U.S. government debt yields continued their upward climb on Tuesday ahead of the Federal Reserve’s policy meeting.
The yield on the benchmark 10-year Treasury note was higher at around 3.11 percent at 7:07 a.m. ET, it’s highest level since May 18, when the rate hit a 2018 high of 3.128 percent.
The yield on the 30-year Treasury bond was up at 3.246 percent. Bond yields move inversely to prices.
The Federal Open Market Committee will begin its two-day monetary policy gathering Tuesday, with analysts expecting the U.S. Federal Reserve to announce a quarter-point rate hike when it concludes its meeting tomorrow.

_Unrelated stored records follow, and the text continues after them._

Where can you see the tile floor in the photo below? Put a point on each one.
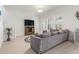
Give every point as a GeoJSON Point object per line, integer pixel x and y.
{"type": "Point", "coordinates": [19, 46]}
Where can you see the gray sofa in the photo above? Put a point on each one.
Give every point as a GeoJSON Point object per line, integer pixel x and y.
{"type": "Point", "coordinates": [42, 44]}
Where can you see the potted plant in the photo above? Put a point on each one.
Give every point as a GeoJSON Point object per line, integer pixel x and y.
{"type": "Point", "coordinates": [8, 33]}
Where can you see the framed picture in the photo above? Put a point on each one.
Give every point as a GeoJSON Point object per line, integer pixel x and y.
{"type": "Point", "coordinates": [0, 12]}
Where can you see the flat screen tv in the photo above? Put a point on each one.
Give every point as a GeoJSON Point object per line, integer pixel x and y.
{"type": "Point", "coordinates": [29, 22]}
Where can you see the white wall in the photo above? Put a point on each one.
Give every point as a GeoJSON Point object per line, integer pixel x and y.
{"type": "Point", "coordinates": [1, 25]}
{"type": "Point", "coordinates": [68, 16]}
{"type": "Point", "coordinates": [15, 19]}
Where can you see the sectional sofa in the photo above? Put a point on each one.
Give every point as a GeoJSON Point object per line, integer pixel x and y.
{"type": "Point", "coordinates": [46, 41]}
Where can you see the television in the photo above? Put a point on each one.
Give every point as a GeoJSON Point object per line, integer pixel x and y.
{"type": "Point", "coordinates": [29, 22]}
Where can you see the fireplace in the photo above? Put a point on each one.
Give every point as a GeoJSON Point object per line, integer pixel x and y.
{"type": "Point", "coordinates": [29, 27]}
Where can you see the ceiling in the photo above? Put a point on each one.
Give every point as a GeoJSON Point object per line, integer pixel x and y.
{"type": "Point", "coordinates": [31, 9]}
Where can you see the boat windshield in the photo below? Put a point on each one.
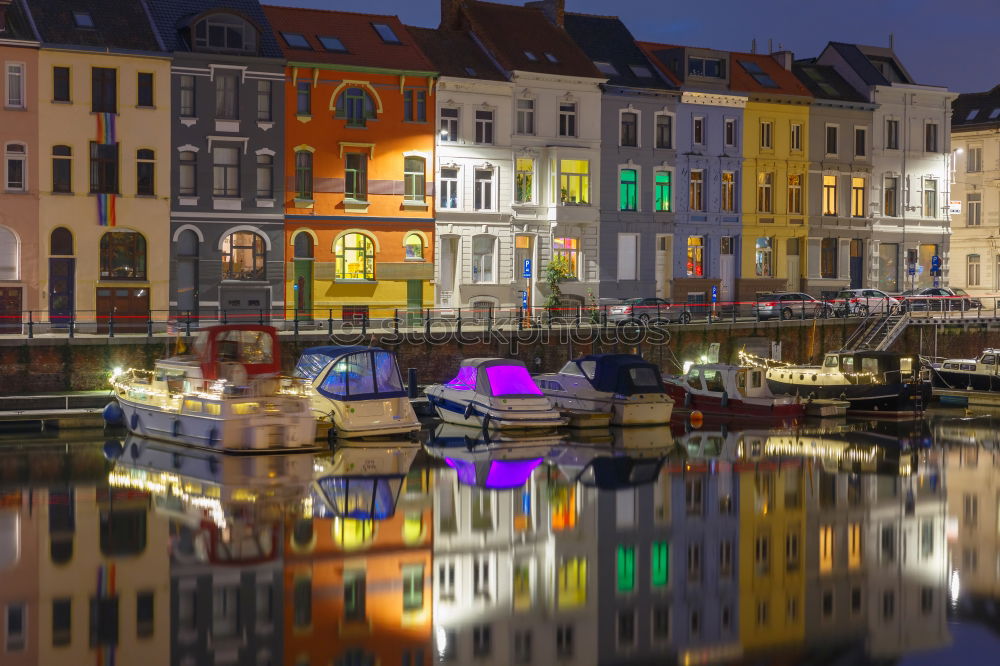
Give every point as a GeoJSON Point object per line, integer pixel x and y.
{"type": "Point", "coordinates": [363, 375]}
{"type": "Point", "coordinates": [510, 380]}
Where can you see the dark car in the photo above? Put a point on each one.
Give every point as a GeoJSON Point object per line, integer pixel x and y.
{"type": "Point", "coordinates": [790, 305]}
{"type": "Point", "coordinates": [938, 299]}
{"type": "Point", "coordinates": [646, 310]}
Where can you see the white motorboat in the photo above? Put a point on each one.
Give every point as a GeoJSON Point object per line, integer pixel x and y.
{"type": "Point", "coordinates": [495, 393]}
{"type": "Point", "coordinates": [228, 395]}
{"type": "Point", "coordinates": [358, 391]}
{"type": "Point", "coordinates": [624, 386]}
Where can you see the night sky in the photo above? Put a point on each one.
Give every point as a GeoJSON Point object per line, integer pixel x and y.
{"type": "Point", "coordinates": [950, 43]}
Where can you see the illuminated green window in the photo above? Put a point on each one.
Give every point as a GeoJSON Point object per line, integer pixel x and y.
{"type": "Point", "coordinates": [663, 186]}
{"type": "Point", "coordinates": [627, 189]}
{"type": "Point", "coordinates": [626, 568]}
{"type": "Point", "coordinates": [661, 563]}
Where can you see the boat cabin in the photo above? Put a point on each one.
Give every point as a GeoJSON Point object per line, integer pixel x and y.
{"type": "Point", "coordinates": [621, 374]}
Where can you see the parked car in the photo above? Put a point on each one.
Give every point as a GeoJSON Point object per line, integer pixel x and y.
{"type": "Point", "coordinates": [790, 305]}
{"type": "Point", "coordinates": [938, 299]}
{"type": "Point", "coordinates": [645, 310]}
{"type": "Point", "coordinates": [862, 302]}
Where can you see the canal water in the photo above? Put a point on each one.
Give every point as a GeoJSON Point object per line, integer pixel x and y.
{"type": "Point", "coordinates": [835, 543]}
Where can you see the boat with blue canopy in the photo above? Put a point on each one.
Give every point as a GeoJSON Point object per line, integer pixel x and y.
{"type": "Point", "coordinates": [358, 391]}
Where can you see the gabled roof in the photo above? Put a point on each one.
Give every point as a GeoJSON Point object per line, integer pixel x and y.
{"type": "Point", "coordinates": [455, 53]}
{"type": "Point", "coordinates": [610, 45]}
{"type": "Point", "coordinates": [876, 65]}
{"type": "Point", "coordinates": [824, 82]}
{"type": "Point", "coordinates": [523, 38]}
{"type": "Point", "coordinates": [363, 45]}
{"type": "Point", "coordinates": [172, 16]}
{"type": "Point", "coordinates": [16, 24]}
{"type": "Point", "coordinates": [118, 25]}
{"type": "Point", "coordinates": [976, 110]}
{"type": "Point", "coordinates": [762, 74]}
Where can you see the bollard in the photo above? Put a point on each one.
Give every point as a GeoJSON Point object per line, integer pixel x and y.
{"type": "Point", "coordinates": [411, 383]}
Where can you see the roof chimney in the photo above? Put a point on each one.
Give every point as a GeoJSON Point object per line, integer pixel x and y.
{"type": "Point", "coordinates": [449, 13]}
{"type": "Point", "coordinates": [4, 4]}
{"type": "Point", "coordinates": [785, 58]}
{"type": "Point", "coordinates": [555, 10]}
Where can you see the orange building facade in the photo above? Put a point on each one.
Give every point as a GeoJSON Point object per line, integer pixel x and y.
{"type": "Point", "coordinates": [359, 142]}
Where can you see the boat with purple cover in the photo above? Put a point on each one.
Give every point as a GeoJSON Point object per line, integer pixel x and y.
{"type": "Point", "coordinates": [494, 393]}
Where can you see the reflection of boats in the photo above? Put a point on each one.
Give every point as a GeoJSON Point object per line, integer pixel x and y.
{"type": "Point", "coordinates": [228, 395]}
{"type": "Point", "coordinates": [720, 389]}
{"type": "Point", "coordinates": [624, 386]}
{"type": "Point", "coordinates": [871, 381]}
{"type": "Point", "coordinates": [358, 390]}
{"type": "Point", "coordinates": [363, 481]}
{"type": "Point", "coordinates": [493, 392]}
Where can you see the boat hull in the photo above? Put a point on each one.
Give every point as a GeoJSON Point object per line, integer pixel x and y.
{"type": "Point", "coordinates": [886, 398]}
{"type": "Point", "coordinates": [246, 434]}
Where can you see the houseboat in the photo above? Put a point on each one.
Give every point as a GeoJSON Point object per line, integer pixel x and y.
{"type": "Point", "coordinates": [227, 395]}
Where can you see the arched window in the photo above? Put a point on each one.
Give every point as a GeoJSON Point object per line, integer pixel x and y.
{"type": "Point", "coordinates": [303, 174]}
{"type": "Point", "coordinates": [243, 256]}
{"type": "Point", "coordinates": [225, 32]}
{"type": "Point", "coordinates": [61, 242]}
{"type": "Point", "coordinates": [355, 257]}
{"type": "Point", "coordinates": [414, 246]}
{"type": "Point", "coordinates": [123, 256]}
{"type": "Point", "coordinates": [303, 246]}
{"type": "Point", "coordinates": [8, 254]}
{"type": "Point", "coordinates": [356, 106]}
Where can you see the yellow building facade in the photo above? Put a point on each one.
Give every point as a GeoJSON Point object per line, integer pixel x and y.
{"type": "Point", "coordinates": [772, 556]}
{"type": "Point", "coordinates": [775, 175]}
{"type": "Point", "coordinates": [104, 169]}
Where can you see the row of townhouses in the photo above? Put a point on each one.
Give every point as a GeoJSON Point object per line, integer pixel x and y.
{"type": "Point", "coordinates": [220, 159]}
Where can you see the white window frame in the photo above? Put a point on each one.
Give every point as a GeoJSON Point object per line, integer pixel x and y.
{"type": "Point", "coordinates": [673, 129]}
{"type": "Point", "coordinates": [769, 126]}
{"type": "Point", "coordinates": [8, 156]}
{"type": "Point", "coordinates": [826, 140]}
{"type": "Point", "coordinates": [457, 182]}
{"type": "Point", "coordinates": [694, 132]}
{"type": "Point", "coordinates": [493, 187]}
{"type": "Point", "coordinates": [21, 69]}
{"type": "Point", "coordinates": [736, 134]}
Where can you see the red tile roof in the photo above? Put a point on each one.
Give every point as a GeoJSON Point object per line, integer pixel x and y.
{"type": "Point", "coordinates": [365, 48]}
{"type": "Point", "coordinates": [510, 33]}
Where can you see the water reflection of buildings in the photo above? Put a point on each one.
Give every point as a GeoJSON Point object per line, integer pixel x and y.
{"type": "Point", "coordinates": [515, 559]}
{"type": "Point", "coordinates": [358, 561]}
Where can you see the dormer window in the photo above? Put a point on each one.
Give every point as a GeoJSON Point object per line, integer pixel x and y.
{"type": "Point", "coordinates": [83, 20]}
{"type": "Point", "coordinates": [714, 68]}
{"type": "Point", "coordinates": [332, 44]}
{"type": "Point", "coordinates": [386, 33]}
{"type": "Point", "coordinates": [295, 40]}
{"type": "Point", "coordinates": [225, 32]}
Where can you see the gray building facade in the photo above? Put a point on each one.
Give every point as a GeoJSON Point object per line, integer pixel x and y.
{"type": "Point", "coordinates": [227, 167]}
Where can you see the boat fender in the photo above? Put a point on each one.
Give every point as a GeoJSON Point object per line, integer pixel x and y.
{"type": "Point", "coordinates": [112, 449]}
{"type": "Point", "coordinates": [113, 414]}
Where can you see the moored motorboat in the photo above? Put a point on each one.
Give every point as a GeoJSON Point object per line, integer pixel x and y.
{"type": "Point", "coordinates": [880, 382]}
{"type": "Point", "coordinates": [495, 393]}
{"type": "Point", "coordinates": [228, 395]}
{"type": "Point", "coordinates": [727, 390]}
{"type": "Point", "coordinates": [624, 386]}
{"type": "Point", "coordinates": [357, 390]}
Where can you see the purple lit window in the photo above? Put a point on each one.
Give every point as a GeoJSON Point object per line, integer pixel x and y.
{"type": "Point", "coordinates": [511, 380]}
{"type": "Point", "coordinates": [465, 380]}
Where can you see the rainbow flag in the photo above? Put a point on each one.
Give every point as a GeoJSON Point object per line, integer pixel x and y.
{"type": "Point", "coordinates": [106, 134]}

The hike will push the funds target to 2 percent to 2.25 percent, where it last was more than 10 years ago.
The event will also be watched closely to see if the central bank provides any signals as to where monetary policy will be heading over the coming months and into next year.

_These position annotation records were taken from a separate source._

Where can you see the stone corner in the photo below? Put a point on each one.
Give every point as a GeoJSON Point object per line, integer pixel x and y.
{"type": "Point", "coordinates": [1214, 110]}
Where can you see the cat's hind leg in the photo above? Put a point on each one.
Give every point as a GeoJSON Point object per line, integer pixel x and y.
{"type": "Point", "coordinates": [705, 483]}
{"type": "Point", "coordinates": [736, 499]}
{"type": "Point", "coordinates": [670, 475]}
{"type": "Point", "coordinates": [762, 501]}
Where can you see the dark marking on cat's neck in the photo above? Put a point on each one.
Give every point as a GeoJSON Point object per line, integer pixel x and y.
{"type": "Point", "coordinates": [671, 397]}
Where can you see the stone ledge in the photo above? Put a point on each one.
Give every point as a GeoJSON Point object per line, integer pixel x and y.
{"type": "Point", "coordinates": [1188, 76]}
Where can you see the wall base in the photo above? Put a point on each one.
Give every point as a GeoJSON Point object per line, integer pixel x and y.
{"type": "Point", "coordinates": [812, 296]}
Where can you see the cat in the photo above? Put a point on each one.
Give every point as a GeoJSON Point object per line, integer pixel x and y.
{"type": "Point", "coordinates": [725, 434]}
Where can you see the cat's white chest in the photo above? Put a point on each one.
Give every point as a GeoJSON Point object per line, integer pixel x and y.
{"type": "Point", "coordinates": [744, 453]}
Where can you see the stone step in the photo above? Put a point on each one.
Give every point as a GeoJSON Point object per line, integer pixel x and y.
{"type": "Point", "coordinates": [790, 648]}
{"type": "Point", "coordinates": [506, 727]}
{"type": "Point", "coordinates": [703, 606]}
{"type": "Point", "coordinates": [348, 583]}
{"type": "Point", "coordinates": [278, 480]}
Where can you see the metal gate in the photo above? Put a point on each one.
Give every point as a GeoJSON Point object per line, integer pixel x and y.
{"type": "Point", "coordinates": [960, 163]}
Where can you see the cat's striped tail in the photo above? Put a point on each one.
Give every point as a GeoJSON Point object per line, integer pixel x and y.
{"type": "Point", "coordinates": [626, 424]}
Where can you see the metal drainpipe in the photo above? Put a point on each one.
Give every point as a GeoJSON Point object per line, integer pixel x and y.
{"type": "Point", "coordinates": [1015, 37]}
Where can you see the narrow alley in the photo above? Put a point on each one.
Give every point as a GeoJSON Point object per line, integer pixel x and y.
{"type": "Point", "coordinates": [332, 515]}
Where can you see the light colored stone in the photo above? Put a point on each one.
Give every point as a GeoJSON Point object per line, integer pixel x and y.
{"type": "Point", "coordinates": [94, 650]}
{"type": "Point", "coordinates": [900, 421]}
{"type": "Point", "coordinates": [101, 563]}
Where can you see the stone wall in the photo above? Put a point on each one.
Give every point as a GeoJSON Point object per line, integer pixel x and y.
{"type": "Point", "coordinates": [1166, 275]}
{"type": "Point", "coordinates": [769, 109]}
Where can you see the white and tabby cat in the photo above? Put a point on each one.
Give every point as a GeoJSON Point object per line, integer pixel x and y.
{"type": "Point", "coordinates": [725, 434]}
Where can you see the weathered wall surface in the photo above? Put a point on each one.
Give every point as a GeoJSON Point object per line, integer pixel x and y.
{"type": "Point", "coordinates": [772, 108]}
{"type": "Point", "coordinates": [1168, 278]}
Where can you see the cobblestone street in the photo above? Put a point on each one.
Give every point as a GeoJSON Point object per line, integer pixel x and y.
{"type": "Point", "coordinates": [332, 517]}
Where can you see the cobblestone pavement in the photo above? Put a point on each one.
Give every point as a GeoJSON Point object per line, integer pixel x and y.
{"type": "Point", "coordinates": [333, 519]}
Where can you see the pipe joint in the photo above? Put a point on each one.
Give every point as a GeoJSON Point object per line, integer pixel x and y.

“I think you’re going to be looking at two things with respect to the Fed meeting. The first is whether they have the word ‘accommodative’ in the statement,” Arthur Bass, managing director of fixed income at Wedbush Securities, told CNBC on Monday.
“The dot plot is going to be the other thing to look at,” he continued. “I think it’s more likely they increase. We’ve been locked in a trading range since May, but I bet people come out of the Fed meeting feeling more bearish.”
The dot plot displays expectations from individual FOMC members about the direction of interest rates, which in turn will help determine the direction of markets.
Members of the FOMC are grappling over how much more monetary tightening is necessary to keep the economy (and inflation) healthy. Up until now, most officials have been comfortable with the Fed’s slow-and-steady rate hikes and unwind of its massive balance sheet.
A flattening of the so-called yield curve has some market watchers nervous as spreads between short-term and long-term debt rates shrink to lows not seen since before the 2008 financial crisis.
An inverted U.S. yield curve — where short-term rates surpass long-term rates — has frequently heralded upcoming recession.
The Bank of Japan released the minutes of its July policy meeting Tuesday. In the release, some policymakers said that the institution should consider the potential risks of ultra-easy policy at a more serious level, Reuters reported.
On Monday, European Central Bank President Mario Draghi warned of stronger inflation, saying in a speech that underlying inflation was expected to “increase further over the coming months as the tightening labor market is pushing up wage growth.” The news saw the two-year treasury yield hit a high not seen since 2008.
The U.S. Treasury is set to auction $38 billion in five-year notes.